For those of us whose teeth are still twingeing from the Super Mario Bros film, what joy and relief to see a film for younger viewers that is actually about something. Yes, it has fun with giant crocodiles, pirate ships and breakneck moonlit flights past Edwardian London’s steeples and chimney pots – and Lowery excels at all that. But he also cares about giving his pre-teen audience images that will stick in their souls. Lowery’s 2016 remake of Pete’s Dragon was already the most worthwhile of these money-spinning do-overs by far – but with this one, he may have surpassed it.

Ever Anderson, the 15-year-old daughter of the Resident Evil star Milla Jovovich, plays Wendy Darling: she’s the hero of the piece, while Peter (Alexander Molony) is a more ambiguous, capricious figure, in line with the character’s pagan roots. (The film shares more DNA with Lowery’s surreal 2021 Arthurian riff The Green Knight than you might expect, which is to say: more than zero.)
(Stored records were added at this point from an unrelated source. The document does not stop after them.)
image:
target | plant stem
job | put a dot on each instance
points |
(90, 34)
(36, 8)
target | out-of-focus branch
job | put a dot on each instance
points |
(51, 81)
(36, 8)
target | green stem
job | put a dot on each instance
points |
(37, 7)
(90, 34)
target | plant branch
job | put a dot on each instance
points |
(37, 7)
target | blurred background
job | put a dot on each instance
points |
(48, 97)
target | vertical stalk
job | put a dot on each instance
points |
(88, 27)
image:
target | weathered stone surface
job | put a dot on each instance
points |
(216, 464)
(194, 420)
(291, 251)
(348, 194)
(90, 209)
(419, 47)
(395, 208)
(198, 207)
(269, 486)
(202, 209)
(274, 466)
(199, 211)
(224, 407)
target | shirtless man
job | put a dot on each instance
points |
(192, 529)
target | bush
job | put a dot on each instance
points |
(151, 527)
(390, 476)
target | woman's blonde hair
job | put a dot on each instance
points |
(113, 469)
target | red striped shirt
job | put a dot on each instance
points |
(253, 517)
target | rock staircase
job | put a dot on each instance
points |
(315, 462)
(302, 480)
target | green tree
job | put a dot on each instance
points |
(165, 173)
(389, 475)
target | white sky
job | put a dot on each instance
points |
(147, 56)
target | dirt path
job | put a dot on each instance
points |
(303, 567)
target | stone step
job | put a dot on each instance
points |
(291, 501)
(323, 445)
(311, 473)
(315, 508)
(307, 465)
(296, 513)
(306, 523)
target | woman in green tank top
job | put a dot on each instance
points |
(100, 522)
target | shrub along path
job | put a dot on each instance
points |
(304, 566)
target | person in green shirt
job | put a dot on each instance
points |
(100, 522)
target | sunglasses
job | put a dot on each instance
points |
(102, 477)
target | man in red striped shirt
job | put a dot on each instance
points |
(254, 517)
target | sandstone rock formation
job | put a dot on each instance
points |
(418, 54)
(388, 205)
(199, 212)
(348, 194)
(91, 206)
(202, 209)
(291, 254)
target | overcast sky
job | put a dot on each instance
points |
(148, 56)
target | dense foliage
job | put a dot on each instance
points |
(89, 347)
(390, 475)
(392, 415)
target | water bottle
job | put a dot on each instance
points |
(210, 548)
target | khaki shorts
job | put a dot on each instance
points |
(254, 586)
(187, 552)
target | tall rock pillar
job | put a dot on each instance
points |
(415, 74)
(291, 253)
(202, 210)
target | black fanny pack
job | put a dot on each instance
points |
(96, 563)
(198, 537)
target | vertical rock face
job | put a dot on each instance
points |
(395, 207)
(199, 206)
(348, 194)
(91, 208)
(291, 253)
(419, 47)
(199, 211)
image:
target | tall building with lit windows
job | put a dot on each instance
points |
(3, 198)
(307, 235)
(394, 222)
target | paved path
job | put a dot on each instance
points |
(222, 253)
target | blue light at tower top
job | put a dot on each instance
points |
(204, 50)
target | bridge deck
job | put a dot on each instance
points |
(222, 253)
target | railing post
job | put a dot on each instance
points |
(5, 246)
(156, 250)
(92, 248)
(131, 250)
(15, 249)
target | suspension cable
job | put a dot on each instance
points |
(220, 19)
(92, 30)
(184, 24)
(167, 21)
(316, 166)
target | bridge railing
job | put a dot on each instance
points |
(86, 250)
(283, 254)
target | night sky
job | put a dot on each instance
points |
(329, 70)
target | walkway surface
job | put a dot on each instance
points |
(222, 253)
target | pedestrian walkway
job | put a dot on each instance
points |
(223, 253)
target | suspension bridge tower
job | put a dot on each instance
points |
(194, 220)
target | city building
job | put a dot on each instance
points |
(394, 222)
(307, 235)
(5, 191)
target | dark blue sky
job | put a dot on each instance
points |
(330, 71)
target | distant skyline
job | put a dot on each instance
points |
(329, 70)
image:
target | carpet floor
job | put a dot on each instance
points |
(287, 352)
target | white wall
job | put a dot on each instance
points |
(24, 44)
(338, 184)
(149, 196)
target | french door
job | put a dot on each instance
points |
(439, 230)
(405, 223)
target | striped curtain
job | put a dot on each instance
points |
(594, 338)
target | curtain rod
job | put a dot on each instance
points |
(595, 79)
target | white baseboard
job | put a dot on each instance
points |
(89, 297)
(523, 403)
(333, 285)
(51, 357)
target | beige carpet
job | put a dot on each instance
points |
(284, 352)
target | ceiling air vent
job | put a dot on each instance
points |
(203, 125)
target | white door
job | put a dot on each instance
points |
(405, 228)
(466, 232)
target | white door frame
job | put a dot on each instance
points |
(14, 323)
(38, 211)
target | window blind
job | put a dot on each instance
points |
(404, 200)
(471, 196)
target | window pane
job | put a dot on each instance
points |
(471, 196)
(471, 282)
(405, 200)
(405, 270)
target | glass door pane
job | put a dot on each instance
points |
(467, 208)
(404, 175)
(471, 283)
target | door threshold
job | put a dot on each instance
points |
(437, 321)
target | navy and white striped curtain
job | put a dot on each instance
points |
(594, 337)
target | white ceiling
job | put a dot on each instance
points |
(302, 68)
Along with younger brothers John (Joshua Pickering) and Michael (Jacobi Jupe), she’s whisked by Peter and his fairy helpmate Tinker Bell (Yara Shahidi) to a very Hebridean-looking Neverland – the film was shot on the Newfoundland coast – where awaits the fearsome Captain Hook (a terrifically scary, funny and affecting Jude Law) and his buccaneering flunkeys.

Lowery and Toby Halbrooks’s screenplay puts a revealing new spin on the age-old Pan-Hook rivalry without it feeling clever-clever or convoluted: it’s as if their script is digging down through Barrie’s original work, rather than piling extra material on top of it. Tiger Lily (superb newcomer Alyssa Wapanatâhk) has an expanded role, while her tribe are briefly present and correct – no peace pipe scene this time, though, understandably – while the Lost Boys, who now also include a few Lost Girls, return too.
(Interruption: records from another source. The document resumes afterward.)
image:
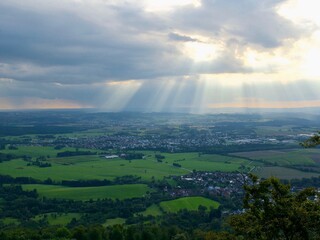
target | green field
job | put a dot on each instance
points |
(86, 193)
(283, 173)
(58, 219)
(189, 203)
(114, 221)
(285, 157)
(153, 210)
(10, 221)
(95, 167)
(37, 151)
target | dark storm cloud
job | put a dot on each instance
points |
(72, 48)
(256, 22)
(67, 49)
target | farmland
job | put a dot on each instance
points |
(95, 167)
(114, 169)
(189, 203)
(87, 193)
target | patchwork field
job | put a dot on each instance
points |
(58, 219)
(86, 193)
(114, 221)
(283, 173)
(288, 157)
(189, 203)
(153, 210)
(37, 151)
(95, 167)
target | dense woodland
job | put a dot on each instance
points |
(266, 209)
(271, 211)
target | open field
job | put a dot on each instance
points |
(153, 210)
(94, 167)
(189, 203)
(58, 219)
(114, 221)
(283, 173)
(10, 221)
(37, 151)
(285, 157)
(86, 193)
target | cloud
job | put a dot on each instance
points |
(71, 50)
(182, 38)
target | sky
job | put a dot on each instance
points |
(196, 56)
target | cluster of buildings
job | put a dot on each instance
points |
(212, 183)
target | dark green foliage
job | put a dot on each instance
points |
(75, 153)
(272, 211)
(312, 141)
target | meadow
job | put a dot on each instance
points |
(60, 219)
(38, 151)
(87, 193)
(285, 157)
(189, 203)
(283, 173)
(95, 167)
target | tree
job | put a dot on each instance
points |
(312, 141)
(272, 211)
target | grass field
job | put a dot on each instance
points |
(153, 210)
(285, 157)
(189, 203)
(94, 167)
(58, 219)
(37, 151)
(283, 173)
(86, 193)
(114, 221)
(10, 221)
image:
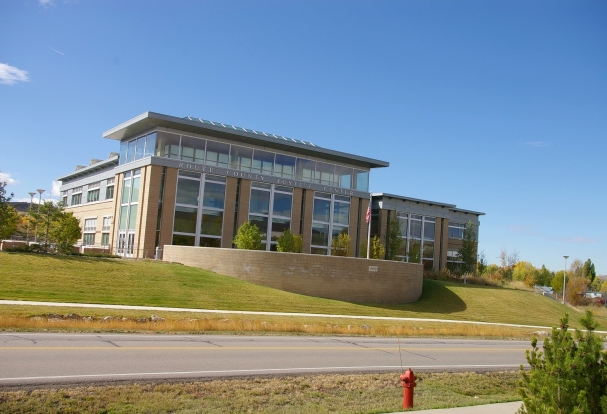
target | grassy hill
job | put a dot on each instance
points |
(109, 281)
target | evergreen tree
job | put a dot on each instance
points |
(588, 270)
(569, 376)
(8, 215)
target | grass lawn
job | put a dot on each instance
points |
(360, 393)
(112, 281)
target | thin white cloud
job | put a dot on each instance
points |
(10, 75)
(56, 188)
(6, 177)
(55, 50)
(577, 240)
(536, 144)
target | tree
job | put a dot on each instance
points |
(481, 264)
(58, 227)
(340, 245)
(8, 215)
(575, 290)
(394, 240)
(525, 272)
(567, 375)
(545, 276)
(65, 232)
(588, 270)
(577, 268)
(557, 281)
(378, 251)
(467, 252)
(248, 237)
(289, 242)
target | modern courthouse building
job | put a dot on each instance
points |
(189, 181)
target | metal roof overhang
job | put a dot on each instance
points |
(89, 169)
(149, 120)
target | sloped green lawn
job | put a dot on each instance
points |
(112, 281)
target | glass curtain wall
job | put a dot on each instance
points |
(330, 218)
(418, 236)
(270, 209)
(129, 200)
(219, 154)
(198, 220)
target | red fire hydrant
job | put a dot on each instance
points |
(408, 380)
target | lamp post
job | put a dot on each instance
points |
(29, 217)
(564, 278)
(38, 209)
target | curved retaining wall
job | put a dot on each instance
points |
(343, 278)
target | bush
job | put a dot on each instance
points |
(378, 251)
(289, 242)
(569, 375)
(248, 237)
(340, 246)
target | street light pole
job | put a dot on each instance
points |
(29, 216)
(564, 278)
(38, 209)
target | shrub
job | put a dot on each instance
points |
(569, 375)
(248, 237)
(340, 246)
(289, 242)
(378, 251)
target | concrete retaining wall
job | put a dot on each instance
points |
(343, 278)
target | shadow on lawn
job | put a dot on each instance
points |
(436, 298)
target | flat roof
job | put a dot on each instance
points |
(452, 207)
(149, 120)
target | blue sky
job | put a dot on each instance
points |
(496, 106)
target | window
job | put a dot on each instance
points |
(76, 198)
(92, 195)
(107, 222)
(88, 236)
(88, 239)
(135, 149)
(128, 212)
(270, 209)
(330, 218)
(418, 234)
(220, 154)
(90, 225)
(109, 189)
(456, 230)
(199, 204)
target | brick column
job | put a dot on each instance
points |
(296, 210)
(306, 231)
(228, 212)
(243, 203)
(168, 207)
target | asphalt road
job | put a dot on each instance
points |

The leader of this scrappy troupe is played by Noah Matthews Matofsky, a 15-year-old actor with Down’s syndrome: for all the hot air studios like to expend about representation, this sort of casting choice is unheard of in a Hollywood production, and the film correctly makes absolutely nothing of it.

For all its updates and adjustments, Peter Pan & Wendy doesn’t feel remotely modern, and I mean that as a compliment. Lowery’s approach has a timelessness to it that fits the story perfectly – and at points it reminded me of Return to Oz, the animated fantasies of Studio Ghibli, and even Terrence Malick’s The New World. That it is being released on Disney+ rather than in cinemas makes a bleak sort of business sense, given the recent commercial flounderings of two other recent Barrie adaptations, Joe Wright’s Pan and Benh Zeitlin’s Wendy. But its eye, its heart and its ambition are big-screen through and through.